NEIL YOUNG : BEFORE AND AFTER

  1. I'm The Ocean
  2. Homefires
  3. Burned
  4. On The Way Home
  5. If You Got Love
  6. A Dream That Can Last
  7. Birds
  8. My Heart
  9. When I Hold You In My Arms
  10. Mother Earth
  11. Mr. Soul
  12. Comes a Time
  13. Don't Forget Love

Label : Reprise

Release Date : December 8, 2023

Length : 47:49

Review (AllMusic) : The very title Before and After suggests Neil Young is in a contemplative mood on this acoustic set from 2023 and, sure enough, a good portion of the record finds him looking back at his very beginnings. A number of songs he wrote for Buffalo Springfield are here, balanced by a few rarities -- chief among them "If You Got Love," which was pulled from Trans at the last minute -- selections from Sleeps with Angels, Mirror Ball, and Ragged Glory, albums that retrospectively can be seen as written during a particularly restless middle age. Before and After isn't agitated or electric, though. The album features no other musician than Young, who supports himself with an acoustic guitar, harmonica, and, occasionally, a pump organ. The starkness of the arrangements helps draw attention to the distance between the origin of a song and Young's present. Now creeping toward 80, he doesn't sound fragile, yet his vocals display some age-related raggedness. Embracing his weathered, keening voice, Young highlights the tender yearning that runs throughout these songs. They may have been written at various stages in his life, but they're united by his iconoclasm, his dedication to the earth, and his quest for universal love, common threads that are emphasized by how the 13 songs are segued as a suite, allowing listeners to immerse themselves in Before and After as a holistic experience.

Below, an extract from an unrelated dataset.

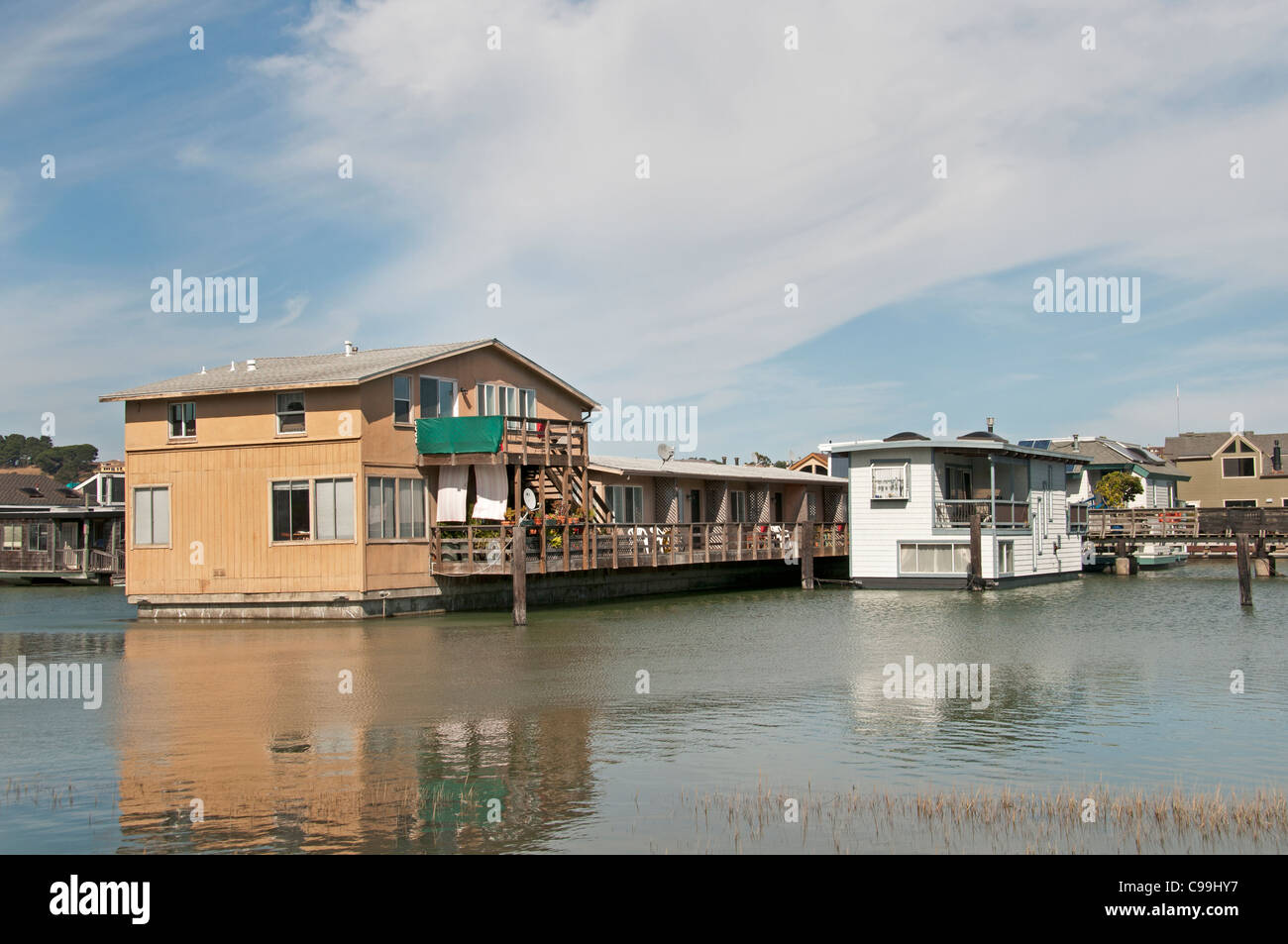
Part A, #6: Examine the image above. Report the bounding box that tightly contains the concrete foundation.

Review (The Guardian) : At 78, “Shakey” is showing no signs of slowing down, although he seems more comfortable with looking back. Recorded over the course of four shows on his recent Coastal Tour, Before and After is a live album with a difference: 13 songs from throughout Young’s career are performed, without audience noise, in a continuous 48-minute sequence. The acoustic-based selections cover seven decades and are mostly lesser known, although the minimal instrumentation and similar themes, such as the passage of time and a changing world, mean they complement each other well. The format certainly suits I’m the Ocean: the track was originally recorded with Pearl Jam on 1995’s Mirror Ball, and removing the electric guitars reveals more of its beauty. The biggest curiosity is If You Got Love, recorded for 1982’s electronic album Trans but not included on it: the gentle melody transfers perfectly to pump organ and occasional harmonica. Elsewhere, the piano playing on My Heart and A Dream That Can Last is magically fragile and delicate. Burned (“no use running away, and there’s no time left to stay”) certainly packs a different energy from a seventysomething than from the 20-year-old Young was when he recorded it with Buffalo Springfield in 1966, while Mother Earth’s environmental message remains as relevant as ever. There’s a lovely intimacy and openness to songs such as When I Hold You in My Arms and while his voice has lost some of the old youthful power, it has gained in tenderness, nuance, humanity and warmth.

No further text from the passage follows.